In order to get across to people just how rigged the system is, we need representative examples. They have to be clear-cut. They have to be striking. Most of all, they have to gain public attention. They cannot be concealed, or least once they have become public knowledge, there is no way for the government to conceal them.

Those of us who believe staunchly in the inherent corruption of big government, long for poster child examples of this corruption. We long for cases so blatantly against the public interest that we can make them examples of the system that operates in Washington, D.C.

In what is one of the greatest examples of crony capitalism of my adult life, the main company that produced the incomparable failure known as www.healthcare.gov turns out to have gained its share of the $678 million contract without facing competitive bids. That's right. There were other companies that submitted bids, but those bids were not considered, or so initial reports indicate. Why no bids? We are not told.

This kind of thing goes on all the time, but usually it is never discovered. But the website was rolled out as the prime example of President Obama's signature program, which bears his name unofficially: ObamaCare. This program was going to be the deliverance long awaited for by 15 million Americans who did not have healthcare coverage.

It went online, and it was dead on arrival: a corpse of government medicine. It died so spectacularly that it became front-page news around the world. It is such a total failure that there is a kind of magnificence about it. Millions of people tried to get in. Millions of people could not get in.

Now Congress is conducting an investigation of how this happened, and it turns out, that it happened because it was a sweetheart deal from the get-go.

The man who is in charge of the company became an Obama supporter in 2012, I can hardly blame him.

His ship came in.

Unfortunately, the ship has just sunk in full public view. It is like the capsized cruise ship on its side off the coast of an Italian island in 2012. The site is there, dead in the water, for the whole world to see.

It even turns out that a senior executive with the company used to be a classmate at Princeton of Michelle Obama. This may just be a coincidence, but it is to big a coincidence to ignore. So, it got into the headline on Drudge Report.

The website that pursued the story contacted the company, and the company stonewalled the reporter. Some low-level PR flak in the company did not understand just how big this story is, and just how dangerous it is to stonewall a reporter.
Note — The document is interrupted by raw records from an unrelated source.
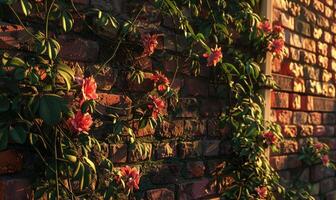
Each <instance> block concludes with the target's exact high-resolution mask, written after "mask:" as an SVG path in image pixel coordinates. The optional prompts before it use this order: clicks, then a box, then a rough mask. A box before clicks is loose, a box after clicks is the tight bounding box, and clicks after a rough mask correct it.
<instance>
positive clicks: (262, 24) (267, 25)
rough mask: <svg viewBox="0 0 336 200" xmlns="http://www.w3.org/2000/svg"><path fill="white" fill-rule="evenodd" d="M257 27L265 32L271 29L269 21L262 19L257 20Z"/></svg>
mask: <svg viewBox="0 0 336 200" xmlns="http://www.w3.org/2000/svg"><path fill="white" fill-rule="evenodd" d="M258 28H259V29H260V30H262V31H264V32H265V33H269V32H271V31H272V26H271V24H270V23H269V21H267V20H266V21H263V22H259V24H258Z"/></svg>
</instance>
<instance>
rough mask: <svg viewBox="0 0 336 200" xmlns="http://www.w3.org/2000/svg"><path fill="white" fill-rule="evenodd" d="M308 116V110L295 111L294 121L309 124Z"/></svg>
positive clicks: (295, 122)
mask: <svg viewBox="0 0 336 200" xmlns="http://www.w3.org/2000/svg"><path fill="white" fill-rule="evenodd" d="M308 116H309V115H308V113H306V112H294V113H293V123H294V124H296V125H301V124H307V123H308Z"/></svg>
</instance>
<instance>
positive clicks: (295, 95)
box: [289, 94, 302, 110]
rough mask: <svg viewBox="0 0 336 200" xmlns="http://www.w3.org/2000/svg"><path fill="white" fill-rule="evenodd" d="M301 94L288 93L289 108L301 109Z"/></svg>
mask: <svg viewBox="0 0 336 200" xmlns="http://www.w3.org/2000/svg"><path fill="white" fill-rule="evenodd" d="M301 104H302V101H301V96H300V95H298V94H290V95H289V108H290V109H293V110H300V109H301Z"/></svg>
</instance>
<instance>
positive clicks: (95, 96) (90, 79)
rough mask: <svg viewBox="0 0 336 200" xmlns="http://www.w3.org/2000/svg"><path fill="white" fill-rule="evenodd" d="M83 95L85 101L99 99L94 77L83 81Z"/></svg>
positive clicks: (96, 87) (95, 82)
mask: <svg viewBox="0 0 336 200" xmlns="http://www.w3.org/2000/svg"><path fill="white" fill-rule="evenodd" d="M81 83H82V95H83V98H84V100H91V99H93V100H94V99H97V98H98V95H97V93H96V90H97V83H96V81H95V79H94V78H93V76H90V77H87V78H84V79H83V80H82V81H81Z"/></svg>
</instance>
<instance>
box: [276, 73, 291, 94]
mask: <svg viewBox="0 0 336 200" xmlns="http://www.w3.org/2000/svg"><path fill="white" fill-rule="evenodd" d="M272 76H273V79H274V81H275V82H276V84H277V85H278V86H279V88H281V90H283V91H292V90H293V78H292V77H290V76H284V75H279V74H273V75H272Z"/></svg>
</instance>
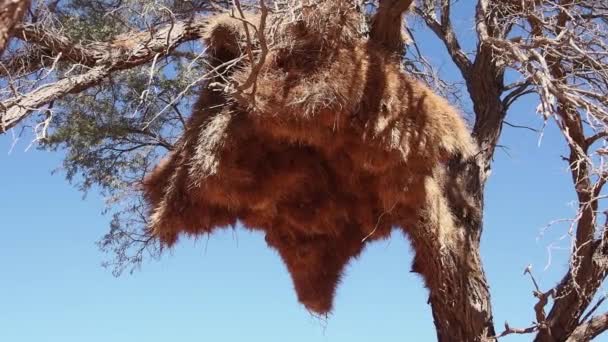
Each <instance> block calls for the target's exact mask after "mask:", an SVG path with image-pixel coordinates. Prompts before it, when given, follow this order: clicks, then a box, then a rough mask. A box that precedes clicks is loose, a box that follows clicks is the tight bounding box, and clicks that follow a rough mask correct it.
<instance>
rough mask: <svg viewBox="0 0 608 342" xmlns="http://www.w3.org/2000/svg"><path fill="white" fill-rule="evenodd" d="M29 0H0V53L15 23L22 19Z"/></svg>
mask: <svg viewBox="0 0 608 342" xmlns="http://www.w3.org/2000/svg"><path fill="white" fill-rule="evenodd" d="M29 4H30V2H29V0H0V55H1V54H2V52H3V51H4V48H6V44H7V43H8V40H9V38H10V36H11V31H12V29H13V27H14V26H15V24H17V23H18V22H20V21H21V19H23V15H24V14H25V12H26V11H27V8H28V6H29Z"/></svg>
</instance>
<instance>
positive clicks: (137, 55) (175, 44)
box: [0, 19, 208, 134]
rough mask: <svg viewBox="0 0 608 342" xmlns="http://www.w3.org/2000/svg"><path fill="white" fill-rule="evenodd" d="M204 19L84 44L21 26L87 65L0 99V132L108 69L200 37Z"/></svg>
mask: <svg viewBox="0 0 608 342" xmlns="http://www.w3.org/2000/svg"><path fill="white" fill-rule="evenodd" d="M207 22H208V21H207V20H205V19H202V20H198V21H194V22H193V21H191V20H184V21H177V22H175V23H172V24H170V25H165V26H162V27H160V28H157V29H154V30H152V31H143V32H134V33H131V34H129V35H128V36H129V37H132V38H131V39H130V40H129V42H128V44H127V43H123V44H121V45H116V44H111V43H98V44H91V45H87V46H86V48H85V47H81V46H79V45H78V44H75V43H73V42H71V41H70V40H69V39H68V38H66V37H62V36H58V35H56V34H48V33H44V34H42V35H41V34H40V32H41V31H40V29H39V28H36V29H31V28H30V29H27V30H26V29H23V30H21V31H20V32H21V33H23V35H22V38H24V39H28V38H32V41H33V42H34V43H36V44H41V45H42V46H44V47H45V48H48V49H51V50H52V51H53V52H55V53H56V54H60V53H61V54H63V53H65V54H67V55H68V56H70V57H69V58H70V59H76V60H79V61H80V62H84V63H85V64H86V65H88V66H90V67H91V69H90V70H89V71H87V72H85V73H83V74H81V75H77V76H71V77H66V78H64V79H61V80H59V81H58V82H56V83H52V84H47V85H44V86H42V87H40V88H39V89H37V90H34V91H32V92H31V93H29V94H26V95H16V96H15V97H13V98H10V99H7V100H5V101H3V102H2V103H0V134H2V133H5V132H6V131H7V130H8V129H10V128H12V127H14V126H15V125H17V124H18V123H19V122H20V121H22V120H23V119H25V118H26V117H27V116H28V115H29V114H30V113H31V112H32V111H35V110H36V109H38V108H39V107H40V106H43V105H44V104H47V103H49V102H51V101H54V100H57V99H59V98H61V97H62V96H64V95H67V94H71V93H77V92H80V91H83V90H85V89H88V88H90V87H93V86H95V85H97V84H99V82H101V81H102V80H103V79H104V78H106V77H108V76H109V75H110V74H111V73H112V72H115V71H118V70H125V69H130V68H133V67H136V66H139V65H143V64H146V63H148V62H150V61H152V60H153V59H154V58H157V57H158V56H162V55H166V54H168V53H170V52H171V51H172V50H173V49H175V48H176V47H177V46H179V45H180V44H181V43H183V42H186V41H190V40H194V39H198V38H200V37H201V36H202V32H203V28H204V27H205V26H206V24H207ZM43 38H44V39H43ZM94 45H95V46H94Z"/></svg>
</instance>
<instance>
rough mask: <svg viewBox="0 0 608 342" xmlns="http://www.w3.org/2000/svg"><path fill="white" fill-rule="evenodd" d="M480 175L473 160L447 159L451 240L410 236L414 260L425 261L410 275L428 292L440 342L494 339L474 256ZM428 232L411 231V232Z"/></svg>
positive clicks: (482, 198)
mask: <svg viewBox="0 0 608 342" xmlns="http://www.w3.org/2000/svg"><path fill="white" fill-rule="evenodd" d="M482 175H483V171H482V166H481V165H480V164H479V162H478V161H476V160H474V159H472V160H467V161H461V160H452V161H451V162H450V165H449V167H448V169H447V172H446V175H445V180H446V184H445V185H444V190H445V193H446V198H445V199H446V202H447V204H448V206H449V208H450V209H451V211H452V215H453V218H452V220H453V228H452V229H454V234H453V236H452V238H450V239H449V242H448V243H441V241H436V240H434V239H432V238H429V234H412V243H413V244H414V246H416V250H417V252H418V253H419V254H418V255H417V256H416V259H418V258H421V259H424V260H426V261H425V262H422V261H421V262H418V260H415V261H414V271H415V272H418V273H421V274H423V275H424V277H425V280H426V285H427V287H428V288H429V290H430V296H429V302H430V304H431V308H432V311H433V318H434V323H435V327H436V329H437V339H438V341H441V342H445V341H494V340H495V338H494V336H495V335H496V333H495V331H494V323H493V318H492V307H491V303H490V292H489V287H488V284H487V281H486V277H485V273H484V271H483V267H482V263H481V258H480V254H479V242H480V237H481V231H482V215H481V213H482V207H483V177H482ZM465 203H466V204H465ZM422 224H423V225H424V222H422ZM427 231H428V230H425V229H416V230H414V233H418V232H427ZM421 246H424V247H422V248H421ZM420 251H424V252H425V254H422V253H420ZM429 260H432V262H429Z"/></svg>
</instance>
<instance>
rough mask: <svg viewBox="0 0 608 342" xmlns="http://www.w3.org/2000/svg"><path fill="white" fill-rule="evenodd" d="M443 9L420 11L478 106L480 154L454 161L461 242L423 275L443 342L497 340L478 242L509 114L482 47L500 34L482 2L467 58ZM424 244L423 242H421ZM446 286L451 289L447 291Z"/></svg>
mask: <svg viewBox="0 0 608 342" xmlns="http://www.w3.org/2000/svg"><path fill="white" fill-rule="evenodd" d="M441 6H442V7H441V15H440V16H439V20H437V19H435V14H434V12H433V11H432V10H431V11H429V10H428V9H429V8H432V5H431V4H429V3H428V2H427V7H426V9H425V7H424V6H422V7H421V8H417V9H416V12H417V14H418V15H419V16H421V17H422V18H423V19H424V21H425V22H426V24H427V26H428V27H429V28H430V29H431V30H432V31H433V32H434V33H435V34H436V35H437V37H438V38H439V39H441V40H442V41H443V43H444V45H445V46H446V49H447V51H448V54H449V55H450V56H451V58H452V60H453V61H454V63H455V64H456V66H457V67H458V69H459V70H460V72H461V74H462V77H463V78H464V80H465V82H466V86H467V90H468V91H469V94H470V96H471V99H472V100H473V104H474V105H473V109H474V112H475V123H474V126H473V136H474V138H475V139H476V141H477V144H478V146H479V154H478V155H477V156H476V158H475V159H474V160H469V161H464V162H462V161H453V162H452V165H451V167H450V168H449V169H448V172H447V174H446V179H448V180H450V182H451V184H450V183H448V184H447V185H446V193H447V194H448V197H447V202H448V203H449V205H450V207H451V208H452V211H453V215H454V221H455V226H456V227H457V228H458V231H459V233H460V235H461V238H460V239H457V240H455V243H454V244H452V245H451V246H448V248H445V246H444V248H443V249H442V250H437V251H436V252H435V254H434V255H432V256H430V257H432V258H434V259H435V260H438V263H437V264H434V266H435V267H434V268H433V269H429V270H425V271H423V272H426V273H428V274H429V276H430V275H433V274H436V278H437V279H436V281H434V282H430V283H427V286H428V287H429V289H430V291H431V296H430V302H431V306H432V309H433V317H434V319H435V326H436V328H437V336H438V340H439V341H494V340H496V338H495V336H496V334H495V331H494V326H493V318H492V308H491V303H490V293H489V289H488V285H487V281H486V277H485V273H484V271H483V266H482V263H481V257H480V237H481V234H482V230H483V225H482V219H483V193H484V186H485V182H486V180H487V177H488V176H489V174H490V171H491V162H492V158H493V155H494V150H495V148H496V144H497V143H498V139H499V137H500V133H501V130H502V123H503V120H504V118H505V115H506V110H507V108H506V105H505V104H504V103H503V101H502V100H501V95H502V94H503V91H504V69H503V68H502V67H501V66H499V65H498V64H497V63H496V61H495V59H494V58H493V56H492V51H491V49H490V48H489V47H488V46H486V44H484V39H485V38H486V37H488V36H494V35H496V34H497V33H496V32H494V30H493V28H492V27H491V26H490V25H488V24H487V23H488V22H489V21H490V19H489V16H488V14H487V13H488V10H487V6H488V4H487V2H486V1H480V2H479V3H478V6H477V11H476V15H477V18H476V22H477V27H476V30H477V32H478V35H479V37H480V43H479V44H478V46H477V53H476V55H475V60H474V61H471V60H469V58H468V57H467V56H466V54H465V53H464V51H463V50H462V49H461V46H460V43H459V42H458V39H457V37H456V35H455V33H454V30H453V28H452V25H451V21H450V2H449V1H442V3H441ZM463 201H472V202H471V203H470V205H469V206H468V210H463V209H462V208H463V206H462V202H463ZM458 208H460V209H458ZM464 208H466V207H464ZM420 240H421V241H422V240H423V239H422V237H421V238H420ZM414 243H416V242H414ZM429 250H433V249H432V248H430V249H429ZM431 279H432V278H431ZM448 284H450V285H451V286H449V287H448Z"/></svg>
The pathetic flak issued this statement: there would be "nothing coming out of CGI for the record or otherwise today."

Any sensible firm would have hired a million-dollar PR firm to deal with damage control. But not CGI. CGI lets a low-level flak issue an inept statement that was guaranteed to get wide coverage. Drudge ran this story as the lead story: the kiss of public relations death. CGI got Lewinskied.

From start to finish, or in this case, a non-finish, this story is breathtaking. It will stand as a kind of monument to the crony deals of this government. It will stand as a legendary example of total incompetence. The initial cost $678 million was just the beginning. The repairs may cost more, and still may not work well -- surely not in one month, as promised by the repairman called in to fix it.

A story like this only comes along once or twice in a generation. Savor it. Feast on it. It belongs in the textbooks. Let's hope that he gets into the case law curriculum of the Harvard Business School.